Table 1: Coding Matrix

Design Activities
Concept (C) / System (S) / Detail (D)
Problem Definition (PD) / C/PD / S/PD / D/PD
Idea Generation (IG) / C/IG / S/IG / D/IG
Engineering Analysis (EA) / C/EA / S/EA / D/EA
Design Refinement (DR) / C/DR / S/DR / D/DR
Non-Design Activities
Project Management / PM
Report Writing / RW
Presentation Preparation / PP

Each design related activity received two codes. The first is level of abstraction where we identify three levels. Concept design addresses a problem or sub-problem with preliminary ideas, strategies, and/or approaches. Common concept design activities are identifying customer needs, establishing the design specifications, and generating and selecting concepts. System level design defines the needed subsystems, their configuration and their interfaces. Detail design activities focus on quantifying specific features required to realize a particular concept, for example defining part geometry, choosing materials, or assigning tolerances.

The coding scheme also delineates four categories of design activity. Problem definition (PD) implies gathering and synthesizing information to better understand a problem or design idea through activities such as: stating a problem, identifying deliverables, and researching existing technologies. Activities in idea generation (IG) are one in which teams explore qualitatively different approaches to recognized problems, such as brainstorming activities, listing of alternatives, and recording “breakthrough” ideas. Engineering analysis (EA) involves formal and informal evaluation of existing design/idea(s), e.g., mathematical modeling and decision matrices. Finally, design refinement (DR) activities include modifying or adding detail to existing designs or ideas, deciding parameter values, drawing completed sketches of a design, and creating engineering drawings using computer-aided design (CAD) software.

The coding scheme also designates codes for non-design activities associated with project management and project delivery so that every entry could be assigned a code. Project management (PM) covers project planning and progress evaluation, including: scheduling, class meetings to discuss logistics and deadlines, identifying tasks, and reporting project status. The delivery category is for activities associated with interim and final report writing (RW) and final presentation preparation (PP). Even though these activities constitute approximately 50 % of the total project time, a separate analysis found no statistically significant association between time spent on PM, PP, and RW activities and the design outcomes (client satisfaction and design quality, explained below). Thus, this study focuses only on the design activities described in the previous two paragraphs.

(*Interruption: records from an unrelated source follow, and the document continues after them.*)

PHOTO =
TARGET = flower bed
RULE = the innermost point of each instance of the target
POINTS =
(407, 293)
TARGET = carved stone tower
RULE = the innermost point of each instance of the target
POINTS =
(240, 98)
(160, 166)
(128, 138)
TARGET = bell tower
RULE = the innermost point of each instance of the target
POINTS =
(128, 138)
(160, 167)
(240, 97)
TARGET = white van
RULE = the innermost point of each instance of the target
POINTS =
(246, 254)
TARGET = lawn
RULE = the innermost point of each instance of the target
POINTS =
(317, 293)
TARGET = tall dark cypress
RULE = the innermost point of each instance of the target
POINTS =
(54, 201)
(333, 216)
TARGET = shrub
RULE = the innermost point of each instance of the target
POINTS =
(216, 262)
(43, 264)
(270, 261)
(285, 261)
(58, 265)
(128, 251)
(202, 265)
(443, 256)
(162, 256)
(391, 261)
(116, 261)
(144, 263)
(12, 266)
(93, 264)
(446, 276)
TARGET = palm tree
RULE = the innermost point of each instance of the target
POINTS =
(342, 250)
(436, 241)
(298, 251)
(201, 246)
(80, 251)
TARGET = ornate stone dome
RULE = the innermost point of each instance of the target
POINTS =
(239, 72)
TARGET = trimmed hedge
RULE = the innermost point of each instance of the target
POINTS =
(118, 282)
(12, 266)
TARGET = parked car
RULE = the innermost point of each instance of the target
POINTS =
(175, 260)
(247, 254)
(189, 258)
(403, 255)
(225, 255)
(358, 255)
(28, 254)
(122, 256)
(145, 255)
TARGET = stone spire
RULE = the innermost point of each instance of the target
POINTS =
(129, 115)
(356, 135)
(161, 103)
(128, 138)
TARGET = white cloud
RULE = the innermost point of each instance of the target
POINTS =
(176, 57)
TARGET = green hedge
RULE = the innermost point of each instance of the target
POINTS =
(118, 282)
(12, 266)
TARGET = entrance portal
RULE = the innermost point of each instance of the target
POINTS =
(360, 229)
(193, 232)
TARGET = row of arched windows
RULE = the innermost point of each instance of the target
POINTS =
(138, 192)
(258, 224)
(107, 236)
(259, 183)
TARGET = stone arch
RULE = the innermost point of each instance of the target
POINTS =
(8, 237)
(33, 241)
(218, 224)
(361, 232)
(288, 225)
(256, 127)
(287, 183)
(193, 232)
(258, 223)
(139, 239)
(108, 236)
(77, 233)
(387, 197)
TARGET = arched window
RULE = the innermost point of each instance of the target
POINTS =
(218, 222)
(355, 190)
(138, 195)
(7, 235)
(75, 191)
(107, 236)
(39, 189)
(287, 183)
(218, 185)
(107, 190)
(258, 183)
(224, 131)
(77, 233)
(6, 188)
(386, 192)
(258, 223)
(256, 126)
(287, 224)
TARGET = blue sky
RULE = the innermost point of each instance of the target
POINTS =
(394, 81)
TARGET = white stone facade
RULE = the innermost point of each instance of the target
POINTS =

The process of journal coding proceeded in two stages. First, research assistants familiarized themselves with the projects by reading the final written reports, then coded data and captured times by walking through team members’ journals in lock step, considering all the members’ entries for a given day before moving to the next day. Simple rules were devised for allocating time, and resolving discrepancies among the different journal accounts. The principal investigator then reviewed the coding as a crosscheck on accuracy and consistency. The disagreements were solved through discussion and the process continued until mutual agreement was reached. The time data on the various process variables was then aggregated for the project by combining individual journal data. To date, we have coded 14 design projects (approx. 60 journals). The time data on the 12 design variables (3 abstraction levels X 4 activity categories) on each of these projects served as the process/input data for the model constructed in this study (see Sobek, 2002a for more details).